FYI, i would simply use the average likelihood (across left-to-right and right-to-left) for your zero-shot variant prediction task

#6 should avoid some of the confusion. @enijkamp

@avilella I was wondering if you have any further updates on this as I've been trying to do similar stuff (see here). In my personal experiments, using the LM to pick the "most likely mutations" leads to sequences with highly skewed aa_type distributions (loads of A,N,Q residues). To be fair, I'm running this on totally de-novo seqs, so it could be that the LM just falls of the cliff in those regions of seq space...

The weirdest result for me so far is that, if you keep sampling the "most likely" mutations at randomly sampled indices, you eventually end up with sequences that look very non-natural (many repetitions and only a small fraction of aa_types used).
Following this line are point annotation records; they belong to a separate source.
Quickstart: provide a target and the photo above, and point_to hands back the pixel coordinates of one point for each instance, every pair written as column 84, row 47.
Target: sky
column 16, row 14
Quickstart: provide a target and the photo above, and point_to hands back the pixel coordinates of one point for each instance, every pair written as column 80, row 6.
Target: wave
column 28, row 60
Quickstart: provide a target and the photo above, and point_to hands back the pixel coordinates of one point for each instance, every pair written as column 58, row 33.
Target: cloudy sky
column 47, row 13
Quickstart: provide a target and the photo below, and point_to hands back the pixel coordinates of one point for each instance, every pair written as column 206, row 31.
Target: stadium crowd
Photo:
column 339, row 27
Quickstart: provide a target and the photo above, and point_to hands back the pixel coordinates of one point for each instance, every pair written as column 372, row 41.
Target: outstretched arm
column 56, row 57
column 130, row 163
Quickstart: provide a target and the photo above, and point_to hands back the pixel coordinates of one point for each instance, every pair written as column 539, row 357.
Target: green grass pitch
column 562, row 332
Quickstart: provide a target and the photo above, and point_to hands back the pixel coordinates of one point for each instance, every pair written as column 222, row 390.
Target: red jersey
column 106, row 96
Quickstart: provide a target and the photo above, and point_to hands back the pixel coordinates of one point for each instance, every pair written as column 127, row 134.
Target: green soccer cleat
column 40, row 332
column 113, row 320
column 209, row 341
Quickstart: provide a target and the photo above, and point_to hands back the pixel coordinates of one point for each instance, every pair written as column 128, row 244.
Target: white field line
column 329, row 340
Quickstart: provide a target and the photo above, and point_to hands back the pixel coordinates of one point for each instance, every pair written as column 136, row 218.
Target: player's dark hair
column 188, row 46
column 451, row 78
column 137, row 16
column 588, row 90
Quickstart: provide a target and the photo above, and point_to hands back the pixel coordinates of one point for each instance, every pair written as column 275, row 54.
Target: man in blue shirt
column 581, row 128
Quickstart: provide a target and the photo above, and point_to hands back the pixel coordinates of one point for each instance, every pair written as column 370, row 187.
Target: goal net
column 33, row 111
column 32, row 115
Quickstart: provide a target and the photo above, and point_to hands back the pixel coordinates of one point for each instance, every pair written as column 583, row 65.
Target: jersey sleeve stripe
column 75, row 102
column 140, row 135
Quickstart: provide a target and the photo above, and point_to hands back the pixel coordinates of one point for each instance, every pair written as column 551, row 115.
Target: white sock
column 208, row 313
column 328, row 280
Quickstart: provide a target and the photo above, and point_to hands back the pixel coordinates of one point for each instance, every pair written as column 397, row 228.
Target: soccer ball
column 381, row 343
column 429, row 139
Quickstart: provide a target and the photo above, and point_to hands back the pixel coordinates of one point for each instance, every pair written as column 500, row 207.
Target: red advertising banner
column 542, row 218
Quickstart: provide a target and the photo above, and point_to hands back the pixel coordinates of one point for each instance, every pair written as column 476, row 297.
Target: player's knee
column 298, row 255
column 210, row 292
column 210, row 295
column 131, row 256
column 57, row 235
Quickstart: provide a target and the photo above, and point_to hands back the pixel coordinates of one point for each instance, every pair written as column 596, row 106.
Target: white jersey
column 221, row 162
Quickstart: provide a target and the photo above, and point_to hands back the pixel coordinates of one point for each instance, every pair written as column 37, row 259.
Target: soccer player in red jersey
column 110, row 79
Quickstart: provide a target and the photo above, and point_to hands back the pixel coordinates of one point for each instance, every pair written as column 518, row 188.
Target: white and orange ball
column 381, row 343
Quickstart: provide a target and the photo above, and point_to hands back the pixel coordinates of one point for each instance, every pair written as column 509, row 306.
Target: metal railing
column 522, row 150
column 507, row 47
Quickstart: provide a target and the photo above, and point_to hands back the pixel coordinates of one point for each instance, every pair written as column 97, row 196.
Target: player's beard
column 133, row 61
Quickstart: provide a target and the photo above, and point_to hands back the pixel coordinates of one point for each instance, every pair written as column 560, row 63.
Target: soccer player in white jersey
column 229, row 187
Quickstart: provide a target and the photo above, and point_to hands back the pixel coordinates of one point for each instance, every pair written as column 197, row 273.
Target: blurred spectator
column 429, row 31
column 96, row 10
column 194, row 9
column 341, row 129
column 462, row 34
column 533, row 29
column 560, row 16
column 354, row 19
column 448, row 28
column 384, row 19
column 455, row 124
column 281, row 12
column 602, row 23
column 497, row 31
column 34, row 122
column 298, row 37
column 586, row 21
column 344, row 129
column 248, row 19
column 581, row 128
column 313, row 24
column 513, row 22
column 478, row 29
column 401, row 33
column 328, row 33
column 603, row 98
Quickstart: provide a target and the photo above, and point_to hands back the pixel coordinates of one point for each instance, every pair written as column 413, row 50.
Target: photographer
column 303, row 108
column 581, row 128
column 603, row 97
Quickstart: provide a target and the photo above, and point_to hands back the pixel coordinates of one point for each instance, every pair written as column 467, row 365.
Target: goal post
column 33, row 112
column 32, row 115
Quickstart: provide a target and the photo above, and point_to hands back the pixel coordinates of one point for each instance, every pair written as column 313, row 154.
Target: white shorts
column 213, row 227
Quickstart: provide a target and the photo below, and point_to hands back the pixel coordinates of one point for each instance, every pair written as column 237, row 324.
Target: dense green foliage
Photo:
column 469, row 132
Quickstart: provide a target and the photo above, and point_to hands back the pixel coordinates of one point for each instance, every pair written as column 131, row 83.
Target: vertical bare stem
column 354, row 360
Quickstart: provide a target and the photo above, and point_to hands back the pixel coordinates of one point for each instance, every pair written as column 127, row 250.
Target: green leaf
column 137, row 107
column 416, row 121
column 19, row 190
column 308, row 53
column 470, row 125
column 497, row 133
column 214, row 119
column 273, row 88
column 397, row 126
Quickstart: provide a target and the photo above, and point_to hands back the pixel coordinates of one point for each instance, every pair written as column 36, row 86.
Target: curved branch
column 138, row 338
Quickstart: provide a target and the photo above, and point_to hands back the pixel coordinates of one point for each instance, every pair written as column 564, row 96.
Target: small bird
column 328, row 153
So this whole idea of sequence enrichment using Language Models (video) (code) is not really working with this model it seems...

there seems to be two separate concerns mixed in here. would be better to have separate issue threads

for @avilella : yes there are many occurrences where different models may not have correlated likelihoods. from a practical perspective, that's not necessarily bad. this may actually result in larger performance gains when ensembling. if you want the very best results, try ensembling ProGen2 with any of the following (EVE, ESM-1v, Transception)

for @aiXander , are you using the latest codebase? there was a critical bug in the codebase for the first couple of days after release. it caused a lot of issues

what sampling technique are you using? i'd use a simple MCMC based approach as a strong baseline where the acceptance/rejection is determined by ProGen2. You can find a simple algorithm in our Genhance paper or the Biswas et al Low-N protein engineering paper

if you still are getting odd behavior, create a new issue with the WT and your process and we can try to debug what's going on...

This example script shows the explained behavior (just put in base progen dir and run from terminal):

start from a random init seq and then:

• sample a random residue index
• evaluate the likelihood of all 20 point mutations at that location
• sample a single mutation using the normalized likelihoods as probabilities
• repeat

For random init seqs this leads to quickly degrading sequence patterns, but for natural sequences it seems to be more stable. So I'm wodering if this is maybe showing that Progen cannot generalize it's likelihood scores to truly de-novo sequences...

Thanks @a-mad , can you point me to the repos/colabs for EVE and Transception? I'll add them to the mix to see how much they correlate to Progen2 and ESM-1v.

I was naively expecting that the definition of ESM-1v's llh "we find that [...] sequence log-likelihoods from GVP-GNN are effective zero-shot predictors of stability changes of protein complexes even without predicted structures as training data" was going to be similar in Progen2's case, i.e. that it would be a "predictors of stability" for the protein.